The Supreme Court is not the only branch of government focused on FISA. As many Lawfare readers will recall, Congress is currently considering reauthorizing Title VII of FISA, which is scheduled to expire at the end of the year pursuant to a sunset provision in the 2008 amendments. This post summarizes the current status of the reauthorization.
Section 702, the substantive provision at issue in Clapper v. Amnesty International, permits the Attorney General and the DNI jointly to authorize targeted collection of foreign intelligence from non-U.S. persons reasonably believed to be outside the United States. Section 702 allows such collection even if a U.S. person inside the United States is a party to the communication, subject to minimization procedures and other safeguards. By contrast, sections 703 and 704 generally require a court order for targeting U.S. persons reasonably believed to be outside the United States. For further information about the reauthorization, see this detailed report prepared by Edward C. Liu of the Congressional Research Service.
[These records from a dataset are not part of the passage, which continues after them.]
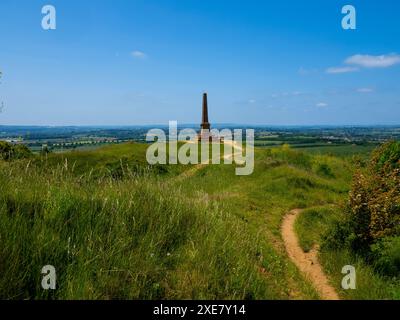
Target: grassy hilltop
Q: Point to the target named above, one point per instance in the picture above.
(116, 228)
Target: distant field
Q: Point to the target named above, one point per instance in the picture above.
(117, 228)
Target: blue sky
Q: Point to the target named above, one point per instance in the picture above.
(147, 62)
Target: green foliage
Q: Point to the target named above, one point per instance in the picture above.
(373, 211)
(324, 170)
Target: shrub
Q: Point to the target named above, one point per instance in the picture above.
(386, 254)
(373, 211)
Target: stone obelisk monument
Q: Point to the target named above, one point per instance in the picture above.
(205, 125)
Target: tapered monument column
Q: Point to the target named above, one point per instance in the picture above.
(205, 125)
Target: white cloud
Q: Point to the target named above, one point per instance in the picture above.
(138, 54)
(365, 90)
(368, 61)
(337, 70)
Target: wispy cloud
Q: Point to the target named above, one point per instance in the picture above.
(138, 54)
(365, 90)
(368, 61)
(363, 61)
(304, 71)
(337, 70)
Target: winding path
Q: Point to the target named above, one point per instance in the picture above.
(306, 262)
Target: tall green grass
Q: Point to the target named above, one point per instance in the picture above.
(119, 239)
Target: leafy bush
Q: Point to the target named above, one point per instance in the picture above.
(386, 255)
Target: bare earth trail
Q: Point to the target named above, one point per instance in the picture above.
(306, 262)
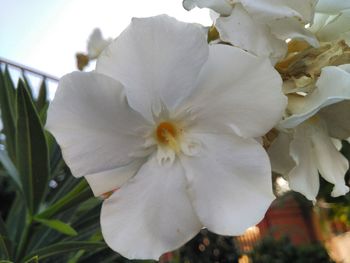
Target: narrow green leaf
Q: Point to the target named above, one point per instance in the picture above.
(10, 86)
(42, 98)
(7, 102)
(32, 150)
(76, 196)
(63, 248)
(5, 243)
(57, 225)
(28, 86)
(10, 168)
(16, 218)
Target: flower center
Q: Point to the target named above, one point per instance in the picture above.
(166, 132)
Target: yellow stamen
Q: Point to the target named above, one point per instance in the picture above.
(167, 133)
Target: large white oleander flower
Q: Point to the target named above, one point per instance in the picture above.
(261, 26)
(305, 149)
(170, 122)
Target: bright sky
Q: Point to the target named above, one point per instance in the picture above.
(46, 34)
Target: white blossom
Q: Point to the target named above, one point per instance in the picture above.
(170, 122)
(304, 147)
(261, 26)
(332, 21)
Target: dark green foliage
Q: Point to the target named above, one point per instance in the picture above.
(207, 247)
(270, 250)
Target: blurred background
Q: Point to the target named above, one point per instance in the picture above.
(39, 41)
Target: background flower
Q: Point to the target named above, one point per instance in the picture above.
(169, 122)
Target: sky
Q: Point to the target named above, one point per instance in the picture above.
(46, 34)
In September, the House of Representatives voted to reauthorize Title VII for five years without changes. The Senate is currently considering its version of the bill, although the Washington Post reports that a final vote is unlikely until after the election. In June, the Select Committee on Intelligence reported the reauthorization without amendment. In September, however, the Judiciary Committee reported an amended version of the measure. The Judiciary Committee version would extend Title VII for only two-and-a-half years, not five years as the administration requested. This change would align the sunset date for Title VII with the sunset dates for other FISA provisions. Additionally, the Judiciary Committee version would require the Intelligence Community Inspector General to conduct a study on the implementation of the FISA Amendments Act, with a focus on the privacy of U.S. persons. Steven Aftergood of Secrecy News predicts that the Senate will approve the Judiciary Committee version because Senator Dianne Feinstein, the Chair of the Intelligence Committee, supports that draft.
Further complicating passage is Senator Ron Wyden’s hold on the bill, which he placed in June. In a press release announcing the hold, Senator Wyden identified two concerns about the reauthorization. First, he criticized the DNI for declining to answer to his questions about the number of Americans whose communications had been reviewed pursuant to the FISA Amendments Act. Second, Senator Wyden expressed concern that the government could engage in “back-door searches” of Americans’ communications collected under section 702. However, Senator Wyden has indicated that he may be amenable to a short-term extension if necessary to reach agreement.